A contratação está prevista para fevereiro, quando ele deixa a Câmara dos Deputados.
PARA LEMBRAR
Projeto causou duros embates entre ministros
O projeto de lei que cria a Comissão da Verdade, destinada a investigar violações aos direitos humanos ocorridas no regime militar, foi enviado ao Congresso em maio do ano passado. Provocou duros embates entre os ministros Nelson Jobim e Paulo Vannuchi, que chegaram a ameaçar demissão dos cargos por conta das divergências. Segundo o projeto, a comissão visa a "promover a reconciliação nacional" e "o esclarecimento circunstanciado dos casos de torturas, mortes, desaparecimentos forçados, ocultação de cadáveres e sua autoria". Também prevê identificação e divulgação das "estruturas, locais, instituições e circunstâncias" relacionadas a violações dos direitos humanos.
O ESTADO DE S. PAULO – NACIONAL
Um tema que sempre esteve na agenda da presidente
Roldão Arruda
O tema da comissão da verdade é muito caro à presidente Dilma Rousseff, que foi perseguida e torturada no anos do regime militar. Foi sob sua batuta, quando chefiava a Casa Civil, que boa parte da documentação relativa àquele período que se achava sob o controle do governo foi transferida para o Arquivo Nacional. Ela influiu na redação do texto do projeto de lei da Comissão da Verdade que foi enviado ao Congresso, no qual se diz, entre outras coisas, que ela ficará vinculada à Casa Civil.

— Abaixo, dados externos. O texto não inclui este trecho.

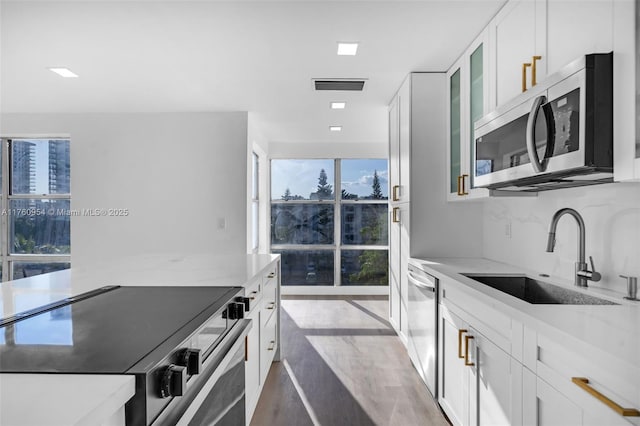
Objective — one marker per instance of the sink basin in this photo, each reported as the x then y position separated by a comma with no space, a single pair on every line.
535,291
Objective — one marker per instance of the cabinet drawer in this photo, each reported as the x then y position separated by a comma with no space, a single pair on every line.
268,343
486,319
254,293
558,365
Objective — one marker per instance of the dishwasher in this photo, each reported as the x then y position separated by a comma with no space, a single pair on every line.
422,315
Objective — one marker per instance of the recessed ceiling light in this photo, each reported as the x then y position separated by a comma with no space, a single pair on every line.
349,49
64,72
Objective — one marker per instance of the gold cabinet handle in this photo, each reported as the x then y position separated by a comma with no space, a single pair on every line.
395,215
583,382
460,333
533,69
466,351
464,191
524,76
395,196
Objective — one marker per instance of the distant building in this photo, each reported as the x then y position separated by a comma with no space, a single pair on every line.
59,167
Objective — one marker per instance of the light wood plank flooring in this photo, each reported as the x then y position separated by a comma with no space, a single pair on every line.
343,365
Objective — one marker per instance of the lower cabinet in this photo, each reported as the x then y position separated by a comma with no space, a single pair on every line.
480,383
263,338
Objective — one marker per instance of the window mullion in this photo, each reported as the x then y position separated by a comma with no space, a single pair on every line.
337,224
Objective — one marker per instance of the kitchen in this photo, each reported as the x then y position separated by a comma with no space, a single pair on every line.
128,121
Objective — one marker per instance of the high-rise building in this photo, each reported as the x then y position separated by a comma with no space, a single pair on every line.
59,167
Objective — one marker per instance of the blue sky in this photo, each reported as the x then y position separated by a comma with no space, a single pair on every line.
301,176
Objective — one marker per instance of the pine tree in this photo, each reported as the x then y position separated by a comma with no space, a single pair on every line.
287,195
324,189
377,192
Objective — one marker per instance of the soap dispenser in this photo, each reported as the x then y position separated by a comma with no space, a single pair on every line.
632,287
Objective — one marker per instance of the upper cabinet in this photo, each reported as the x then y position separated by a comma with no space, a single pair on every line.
626,91
519,48
467,101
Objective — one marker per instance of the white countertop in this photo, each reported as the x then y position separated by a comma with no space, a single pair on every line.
55,399
592,329
71,399
146,270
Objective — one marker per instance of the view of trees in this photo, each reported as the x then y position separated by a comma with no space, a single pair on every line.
313,223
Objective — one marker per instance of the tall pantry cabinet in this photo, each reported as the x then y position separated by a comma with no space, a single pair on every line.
422,223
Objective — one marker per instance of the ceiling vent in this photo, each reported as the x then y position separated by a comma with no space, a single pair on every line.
356,85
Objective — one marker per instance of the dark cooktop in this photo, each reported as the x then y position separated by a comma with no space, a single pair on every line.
107,333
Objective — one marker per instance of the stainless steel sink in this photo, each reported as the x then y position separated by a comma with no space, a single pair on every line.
537,292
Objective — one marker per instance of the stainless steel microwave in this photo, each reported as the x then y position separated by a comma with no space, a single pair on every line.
558,134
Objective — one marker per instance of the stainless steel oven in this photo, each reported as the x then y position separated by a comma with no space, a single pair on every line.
184,345
557,134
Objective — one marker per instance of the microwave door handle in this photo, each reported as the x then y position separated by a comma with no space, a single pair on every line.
531,135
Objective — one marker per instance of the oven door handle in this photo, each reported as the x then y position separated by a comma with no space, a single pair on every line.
197,401
539,166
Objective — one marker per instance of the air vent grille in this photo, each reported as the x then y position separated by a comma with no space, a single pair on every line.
351,85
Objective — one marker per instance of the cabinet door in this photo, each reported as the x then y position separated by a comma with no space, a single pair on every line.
404,102
394,149
405,218
576,29
453,374
454,127
252,365
394,267
519,34
495,384
545,406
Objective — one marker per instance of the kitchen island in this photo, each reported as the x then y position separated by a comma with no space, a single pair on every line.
99,399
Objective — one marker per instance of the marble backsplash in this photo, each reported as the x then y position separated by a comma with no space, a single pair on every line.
516,228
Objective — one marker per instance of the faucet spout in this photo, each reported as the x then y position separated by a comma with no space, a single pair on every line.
582,273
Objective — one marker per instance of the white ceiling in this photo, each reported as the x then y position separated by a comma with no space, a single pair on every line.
257,56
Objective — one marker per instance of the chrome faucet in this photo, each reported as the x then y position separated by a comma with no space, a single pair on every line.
582,273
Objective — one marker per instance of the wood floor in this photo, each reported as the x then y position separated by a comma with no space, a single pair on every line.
342,364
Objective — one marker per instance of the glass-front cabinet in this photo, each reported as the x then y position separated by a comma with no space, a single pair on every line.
467,87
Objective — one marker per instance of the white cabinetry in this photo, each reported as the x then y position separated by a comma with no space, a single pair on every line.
480,383
262,342
417,182
626,91
576,388
467,101
519,33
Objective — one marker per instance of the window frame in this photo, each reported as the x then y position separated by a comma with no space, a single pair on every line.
337,247
6,196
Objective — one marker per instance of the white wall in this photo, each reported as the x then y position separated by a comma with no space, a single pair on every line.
181,175
612,217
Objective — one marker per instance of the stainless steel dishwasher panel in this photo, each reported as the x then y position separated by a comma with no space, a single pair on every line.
422,313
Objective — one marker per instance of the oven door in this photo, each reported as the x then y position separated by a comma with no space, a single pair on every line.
540,136
219,395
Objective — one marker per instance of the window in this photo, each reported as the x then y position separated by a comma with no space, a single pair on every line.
35,201
255,203
328,235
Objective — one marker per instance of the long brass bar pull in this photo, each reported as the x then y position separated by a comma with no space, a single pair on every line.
583,382
524,76
466,351
533,70
460,333
395,192
395,215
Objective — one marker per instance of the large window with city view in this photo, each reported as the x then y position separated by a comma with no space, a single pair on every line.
329,221
35,201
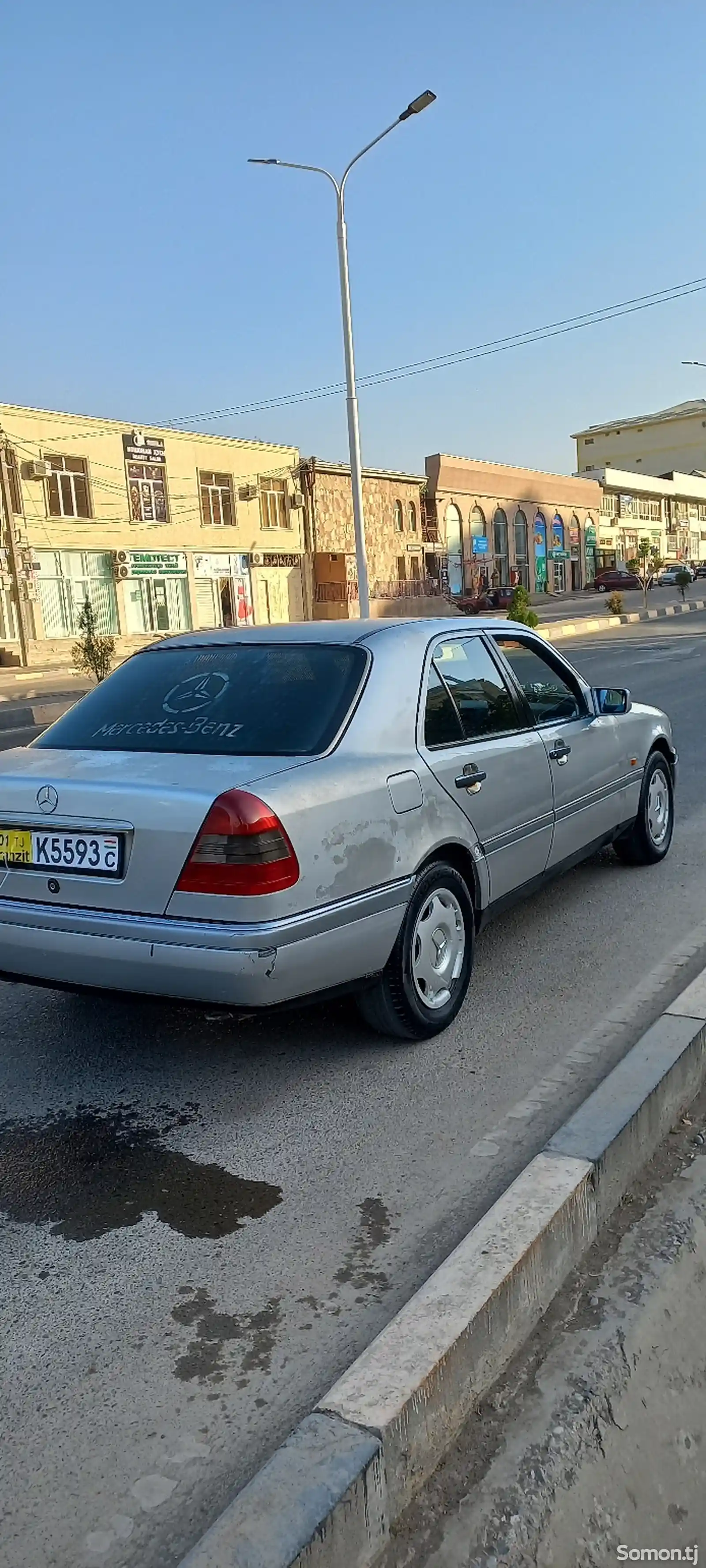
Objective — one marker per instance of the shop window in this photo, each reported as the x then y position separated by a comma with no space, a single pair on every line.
13,482
274,504
217,508
65,581
146,484
68,488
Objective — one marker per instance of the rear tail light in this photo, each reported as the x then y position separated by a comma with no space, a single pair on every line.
242,849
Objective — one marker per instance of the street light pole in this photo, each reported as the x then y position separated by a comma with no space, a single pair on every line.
347,322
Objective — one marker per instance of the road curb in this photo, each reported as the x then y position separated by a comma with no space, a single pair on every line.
561,629
324,1503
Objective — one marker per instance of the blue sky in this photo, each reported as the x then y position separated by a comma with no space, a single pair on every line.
148,272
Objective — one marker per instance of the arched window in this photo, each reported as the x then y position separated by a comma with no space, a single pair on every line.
559,557
522,548
501,568
452,524
540,553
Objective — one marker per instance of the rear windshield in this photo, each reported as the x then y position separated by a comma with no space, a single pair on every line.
248,700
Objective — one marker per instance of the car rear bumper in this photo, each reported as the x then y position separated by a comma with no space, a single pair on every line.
197,960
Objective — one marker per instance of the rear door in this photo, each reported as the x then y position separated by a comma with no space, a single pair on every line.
482,747
584,750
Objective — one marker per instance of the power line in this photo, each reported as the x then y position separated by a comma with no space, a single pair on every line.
498,346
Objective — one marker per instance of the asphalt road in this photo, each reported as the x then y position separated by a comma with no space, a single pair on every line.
206,1217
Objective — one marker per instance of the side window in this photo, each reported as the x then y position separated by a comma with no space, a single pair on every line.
441,723
548,694
484,703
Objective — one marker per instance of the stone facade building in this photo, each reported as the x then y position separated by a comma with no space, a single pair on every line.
501,526
394,540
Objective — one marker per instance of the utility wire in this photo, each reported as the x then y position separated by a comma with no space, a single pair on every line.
498,346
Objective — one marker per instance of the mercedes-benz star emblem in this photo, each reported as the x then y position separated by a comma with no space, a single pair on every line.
48,799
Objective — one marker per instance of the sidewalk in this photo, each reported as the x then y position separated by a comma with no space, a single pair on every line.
593,1438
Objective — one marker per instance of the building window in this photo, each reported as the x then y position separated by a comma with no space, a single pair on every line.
146,484
158,604
68,488
274,504
217,508
522,548
65,581
13,480
501,568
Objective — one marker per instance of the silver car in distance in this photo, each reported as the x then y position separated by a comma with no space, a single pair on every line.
259,816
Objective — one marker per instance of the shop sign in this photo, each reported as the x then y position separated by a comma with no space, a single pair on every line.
143,449
215,567
156,564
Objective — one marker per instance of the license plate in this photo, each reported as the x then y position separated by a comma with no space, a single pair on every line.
67,852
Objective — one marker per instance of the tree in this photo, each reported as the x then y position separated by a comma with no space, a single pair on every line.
646,564
520,607
93,654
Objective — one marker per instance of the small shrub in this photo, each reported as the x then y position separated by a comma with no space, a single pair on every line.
93,654
520,607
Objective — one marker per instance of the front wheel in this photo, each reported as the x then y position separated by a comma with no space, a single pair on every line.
427,974
650,836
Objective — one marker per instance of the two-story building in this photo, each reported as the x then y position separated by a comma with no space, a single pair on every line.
162,530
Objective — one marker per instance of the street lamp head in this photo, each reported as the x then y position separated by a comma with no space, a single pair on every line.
418,104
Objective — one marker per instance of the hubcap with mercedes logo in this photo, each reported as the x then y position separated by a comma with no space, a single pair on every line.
48,799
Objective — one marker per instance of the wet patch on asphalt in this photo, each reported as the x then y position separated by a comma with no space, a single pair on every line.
90,1172
206,1357
376,1230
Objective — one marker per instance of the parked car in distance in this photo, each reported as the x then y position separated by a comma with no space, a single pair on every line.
667,579
614,581
490,600
261,816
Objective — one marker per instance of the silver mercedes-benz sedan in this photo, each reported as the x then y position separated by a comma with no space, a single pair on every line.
259,816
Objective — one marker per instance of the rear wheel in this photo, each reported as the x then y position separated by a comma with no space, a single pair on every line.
427,974
650,836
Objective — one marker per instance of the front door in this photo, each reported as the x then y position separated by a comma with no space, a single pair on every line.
584,750
490,760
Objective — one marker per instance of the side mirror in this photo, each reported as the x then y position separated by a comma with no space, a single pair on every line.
612,700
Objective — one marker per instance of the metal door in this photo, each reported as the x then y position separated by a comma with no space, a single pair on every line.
490,760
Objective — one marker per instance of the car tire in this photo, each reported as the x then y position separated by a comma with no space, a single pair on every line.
426,979
650,836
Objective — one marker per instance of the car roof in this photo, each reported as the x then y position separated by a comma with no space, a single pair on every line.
341,632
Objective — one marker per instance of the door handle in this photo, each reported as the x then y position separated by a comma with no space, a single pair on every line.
471,778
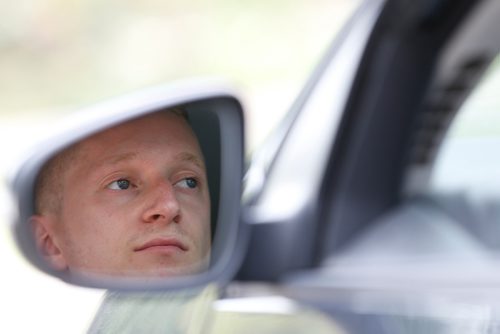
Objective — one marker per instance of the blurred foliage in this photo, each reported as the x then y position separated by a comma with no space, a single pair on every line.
59,54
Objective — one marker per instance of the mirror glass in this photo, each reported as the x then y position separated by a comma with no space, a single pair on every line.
136,198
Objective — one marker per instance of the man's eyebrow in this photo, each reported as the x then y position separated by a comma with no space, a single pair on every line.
115,159
189,157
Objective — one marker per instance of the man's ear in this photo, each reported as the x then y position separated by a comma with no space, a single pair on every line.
46,242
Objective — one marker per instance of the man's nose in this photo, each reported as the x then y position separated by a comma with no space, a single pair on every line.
161,204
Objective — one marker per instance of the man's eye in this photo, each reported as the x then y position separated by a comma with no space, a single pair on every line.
121,184
188,182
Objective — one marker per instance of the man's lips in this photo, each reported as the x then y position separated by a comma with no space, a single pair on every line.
162,242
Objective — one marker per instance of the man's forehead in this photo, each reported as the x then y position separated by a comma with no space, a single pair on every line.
183,156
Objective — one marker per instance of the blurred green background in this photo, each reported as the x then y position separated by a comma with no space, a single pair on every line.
57,56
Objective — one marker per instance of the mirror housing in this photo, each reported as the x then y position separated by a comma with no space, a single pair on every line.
216,117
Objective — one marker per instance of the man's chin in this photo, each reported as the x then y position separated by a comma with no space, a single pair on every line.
153,271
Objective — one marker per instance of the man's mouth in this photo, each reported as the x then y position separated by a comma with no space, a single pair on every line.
162,243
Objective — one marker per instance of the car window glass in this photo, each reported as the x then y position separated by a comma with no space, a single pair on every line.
467,160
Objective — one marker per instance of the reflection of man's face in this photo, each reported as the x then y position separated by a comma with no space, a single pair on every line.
135,201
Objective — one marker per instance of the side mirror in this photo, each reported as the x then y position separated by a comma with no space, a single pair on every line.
141,192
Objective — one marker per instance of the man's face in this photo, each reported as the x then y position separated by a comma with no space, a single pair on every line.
135,202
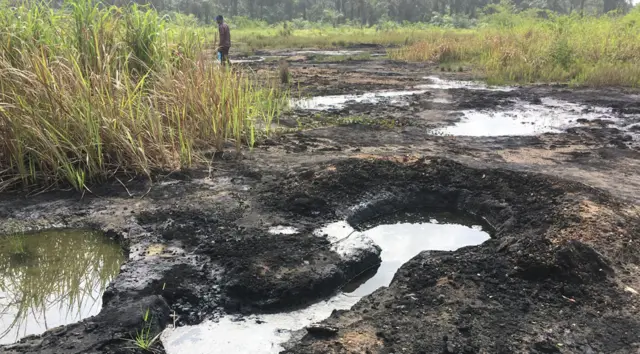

A preocupação da presidente é não ficar sob os holofotes durante o debate, nem parecer revanchista. Sob esse aspecto lembra sua colega de cargo Michelle Bachelet, que presidiu o Chile entre 2006 e 2010, e também enfrentou momentos dramáticos no período da ditadura do general Augusto Pinochet: seu pai, um militar que apoiava o presidente deposto Salvador Allende, foi preso e morreu no cárcere; e ela também enfrentou perseguições e torturas.
Na presidência, Bachelet deu força às instituições que já haviam sido criadas com o intuito de esclarecer fatos da ditadura, evitando, no entanto, o tom revanchista.